An assessment was issued by the tax authorities in 2012 regarding the remuneration received for the distribution activities in FY 2007. The Tax authorities considered that the documentation provided by the company was contradictory and incomplete, and therefore recalculated the income using a (partially) different method (TNMM in the modified resale price version, instead of TNMM in the modified cost-plus version). This resulted in additional taxable income in the amount of Euro 1,180,447.00.

A complaint was filed by Quaker with the Provincial Tax Commission. The Provincial Commission confirmed the legitimacy and effectiveness of the tax assessment. An appeal was then filed with the the Regional Tax Commission (CTR) of Lombardy. The Regional Tax Commission rejected the appeal and confirmed the first instance decision.

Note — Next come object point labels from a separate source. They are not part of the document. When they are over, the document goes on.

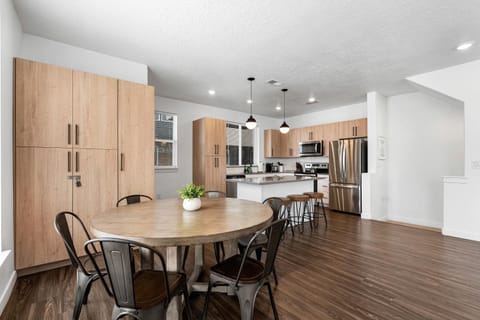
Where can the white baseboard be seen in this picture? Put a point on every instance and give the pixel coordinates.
(5, 295)
(418, 222)
(461, 234)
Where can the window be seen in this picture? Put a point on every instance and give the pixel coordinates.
(240, 145)
(165, 140)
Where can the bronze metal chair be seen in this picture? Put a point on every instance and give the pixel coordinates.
(140, 293)
(246, 276)
(86, 272)
(262, 240)
(133, 198)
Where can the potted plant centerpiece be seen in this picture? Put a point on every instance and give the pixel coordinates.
(191, 196)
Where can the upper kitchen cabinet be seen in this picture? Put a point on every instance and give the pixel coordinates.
(135, 139)
(352, 128)
(215, 136)
(272, 146)
(43, 105)
(313, 133)
(94, 111)
(330, 133)
(290, 143)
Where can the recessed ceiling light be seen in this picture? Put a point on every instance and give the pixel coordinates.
(465, 46)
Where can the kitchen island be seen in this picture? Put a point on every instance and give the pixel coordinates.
(258, 189)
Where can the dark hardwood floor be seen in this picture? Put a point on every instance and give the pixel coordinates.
(353, 270)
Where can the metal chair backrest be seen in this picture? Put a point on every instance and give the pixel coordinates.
(276, 204)
(133, 198)
(274, 231)
(215, 194)
(121, 267)
(63, 229)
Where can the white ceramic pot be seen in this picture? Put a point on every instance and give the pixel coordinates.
(192, 204)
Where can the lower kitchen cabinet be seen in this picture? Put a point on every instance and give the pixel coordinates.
(42, 190)
(97, 191)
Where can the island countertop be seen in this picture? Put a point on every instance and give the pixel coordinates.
(276, 179)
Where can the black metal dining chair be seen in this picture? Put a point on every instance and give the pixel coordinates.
(141, 293)
(86, 272)
(133, 198)
(261, 241)
(246, 276)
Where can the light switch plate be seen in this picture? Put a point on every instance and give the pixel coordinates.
(476, 164)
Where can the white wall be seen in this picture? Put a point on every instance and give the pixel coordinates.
(60, 54)
(350, 112)
(167, 182)
(375, 188)
(461, 209)
(426, 142)
(11, 35)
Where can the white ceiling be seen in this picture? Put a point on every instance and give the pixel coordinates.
(334, 50)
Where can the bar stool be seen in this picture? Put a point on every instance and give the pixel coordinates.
(285, 213)
(298, 204)
(316, 199)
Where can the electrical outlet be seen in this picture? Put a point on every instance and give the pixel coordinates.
(476, 164)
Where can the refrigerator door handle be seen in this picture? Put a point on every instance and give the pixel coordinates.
(345, 186)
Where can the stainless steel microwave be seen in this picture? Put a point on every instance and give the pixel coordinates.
(310, 148)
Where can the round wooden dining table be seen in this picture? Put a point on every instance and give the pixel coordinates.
(164, 223)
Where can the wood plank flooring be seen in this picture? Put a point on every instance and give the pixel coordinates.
(354, 269)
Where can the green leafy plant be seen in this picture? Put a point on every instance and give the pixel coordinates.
(191, 191)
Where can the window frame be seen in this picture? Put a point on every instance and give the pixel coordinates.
(255, 145)
(174, 141)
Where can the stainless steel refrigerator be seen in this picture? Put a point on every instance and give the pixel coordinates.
(348, 160)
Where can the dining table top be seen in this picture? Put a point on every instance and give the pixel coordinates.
(164, 222)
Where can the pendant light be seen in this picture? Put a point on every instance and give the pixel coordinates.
(284, 128)
(251, 122)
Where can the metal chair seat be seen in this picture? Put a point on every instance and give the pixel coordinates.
(146, 285)
(252, 272)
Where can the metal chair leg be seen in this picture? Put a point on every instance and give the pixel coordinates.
(207, 297)
(83, 283)
(246, 297)
(188, 309)
(272, 300)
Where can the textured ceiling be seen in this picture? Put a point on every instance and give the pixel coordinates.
(334, 50)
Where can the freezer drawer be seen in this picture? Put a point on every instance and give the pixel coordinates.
(345, 197)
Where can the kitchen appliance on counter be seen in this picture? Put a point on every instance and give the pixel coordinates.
(312, 169)
(348, 160)
(310, 148)
(268, 167)
(232, 180)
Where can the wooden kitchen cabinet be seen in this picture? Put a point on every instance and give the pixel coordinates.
(43, 105)
(136, 138)
(41, 191)
(98, 190)
(290, 142)
(68, 131)
(272, 143)
(330, 133)
(94, 111)
(352, 129)
(209, 153)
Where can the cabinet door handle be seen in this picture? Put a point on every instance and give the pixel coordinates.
(77, 161)
(77, 131)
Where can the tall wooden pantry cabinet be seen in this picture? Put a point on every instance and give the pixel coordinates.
(209, 153)
(66, 153)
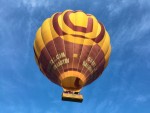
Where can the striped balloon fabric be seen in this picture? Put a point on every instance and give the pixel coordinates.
(72, 49)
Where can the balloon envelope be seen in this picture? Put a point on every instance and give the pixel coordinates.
(72, 49)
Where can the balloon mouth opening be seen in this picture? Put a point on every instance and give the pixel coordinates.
(72, 83)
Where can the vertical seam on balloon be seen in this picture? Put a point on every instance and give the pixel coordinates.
(45, 48)
(63, 41)
(81, 53)
(94, 41)
(88, 54)
(49, 55)
(51, 20)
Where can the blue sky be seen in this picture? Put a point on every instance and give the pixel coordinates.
(124, 86)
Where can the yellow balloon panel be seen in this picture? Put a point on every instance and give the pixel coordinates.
(72, 49)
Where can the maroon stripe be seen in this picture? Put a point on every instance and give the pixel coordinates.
(76, 83)
(36, 55)
(72, 69)
(101, 35)
(56, 25)
(68, 22)
(79, 36)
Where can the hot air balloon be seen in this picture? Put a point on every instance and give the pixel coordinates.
(72, 50)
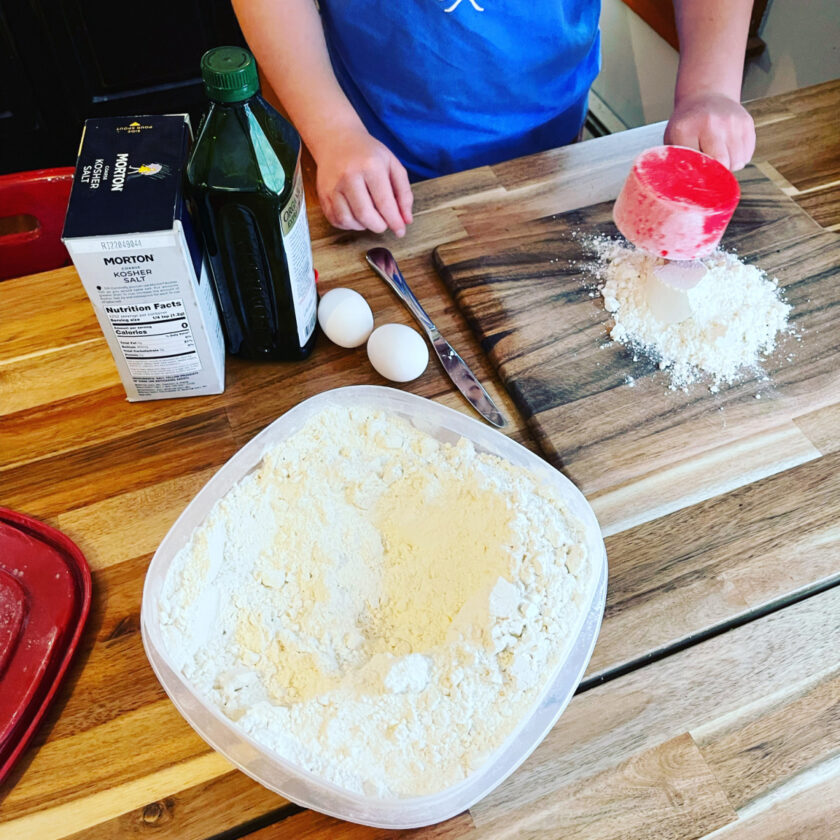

An appeal was then filed by Quaker with the Supreme Administrative Court. Quaker contested the decision of the Regional Commission due to the absence of sufficient statement of reasons in the judgment. According to Quaker, the Regional Commission merely declared that it agreed with the arguments put forward by the Provincial Commission, without expressing its own assessment of the facts of the case and the grounds of appeal. In the appeal Quaker also claimed that the decision of the Provincial court should be considered null and void because of the irreconcilable conflict between the grounds and the operative part of the appeal.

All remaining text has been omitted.